2021 - 2022
Digiprot
Digitised protocol for the building automated energy models
Achieving the overall objective involves reaching the following complementary goals:
- Reducing the gap between energy model and real building by digitalizing and automating the part of the modelling process that remains more subjective and manual.
- Increasing scalability and interoperability between data collected with drones and data needed to create an energy model, through the construction of a database in BIM (IFC) format from Jpeg (RGB) and thermal images.
- Facilitating the use of thermal analysis tools by increasing their direct compatibility with the energy modeling through the automated extraction of information using machine learning and computer vision algorithms.
- Making the repetition of a data collection process more technically and economically viable several times a year and under different usage and climatic conditions, through automation and improvement of its precision, in order to calibrate automatic heating and cooling management systems for buildings.
- Establishing a value proposition for the commercial exploitation of a range of services based on the disruptive creation of energy models, taking advantage of the potential of future research to extract various types of information from images or videos with artificial intelligence, replicating the method proposed in DIGIPROT.
- Making energy rehabilitation of buildings more effective and accelerating it by providing a faster, more accurate and objective building analysis tool.
- Improving the detection of construction faults that may affect energy efficiency, thanks to a more detailed and comprehensive thermal analysis of the building.
- Facilitating decision-making by public entities in the granting of aid for renovation and prioritization of energy improvement actions in public buildings, by providing a faster, more effective and above all objective and comparable tool for evaluating the energy needs of buildings.
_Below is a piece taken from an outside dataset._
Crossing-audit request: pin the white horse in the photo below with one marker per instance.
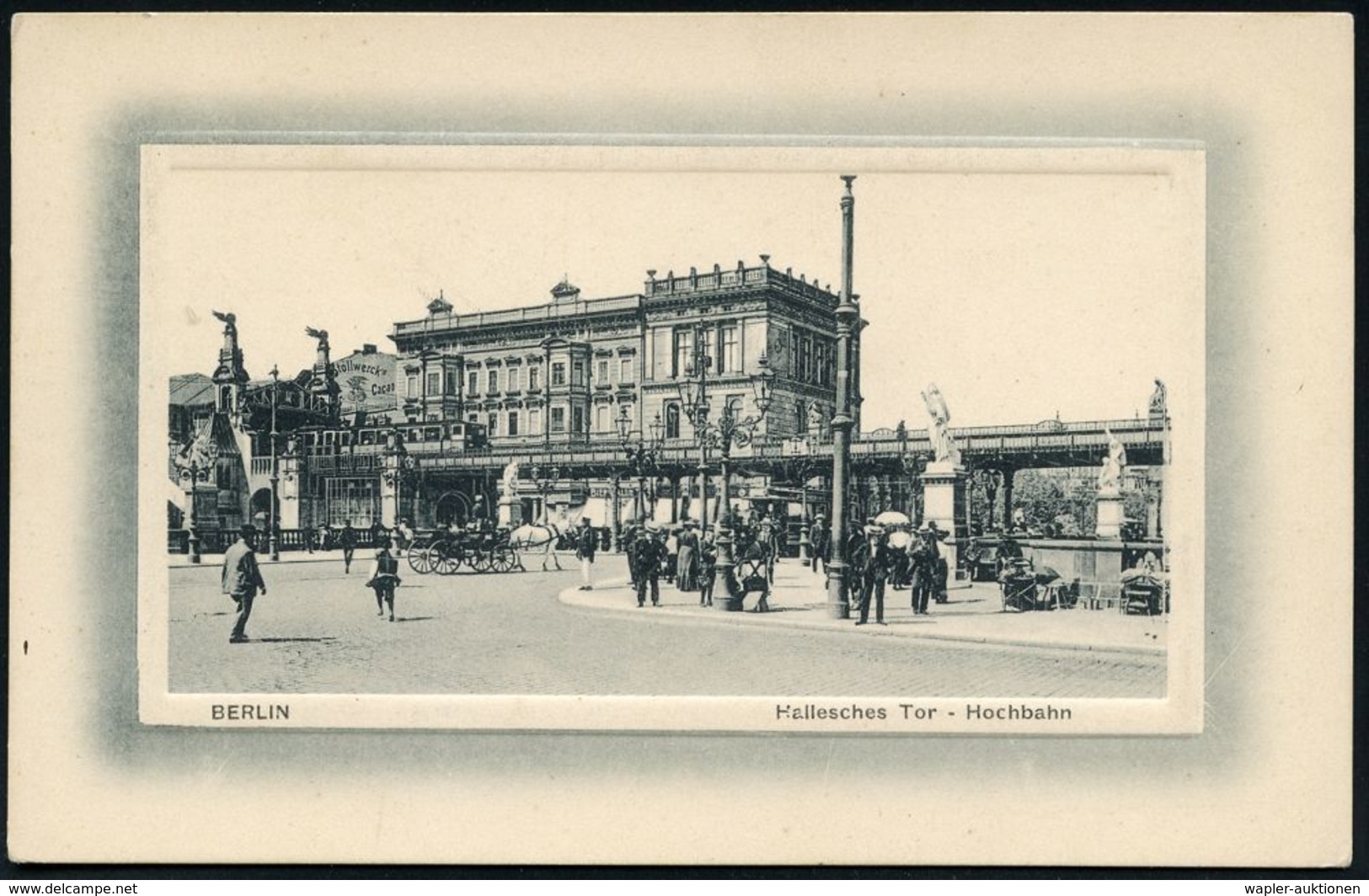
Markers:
(545, 534)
Currently, it is not common to find an integrated application, like the one proposed in DIGIPROT, of robotics in the energy and building sectors and through the use of artificial intelligence algorithms, making the benefits that can be obtained by taking advantage of the synergies between them unknown. Nevertheless, the potential offered by the integration of these technologies opens up new future research scenarios to digitise the collection and processing of data and, as a result, further refine the accuracy of a building’s energy model.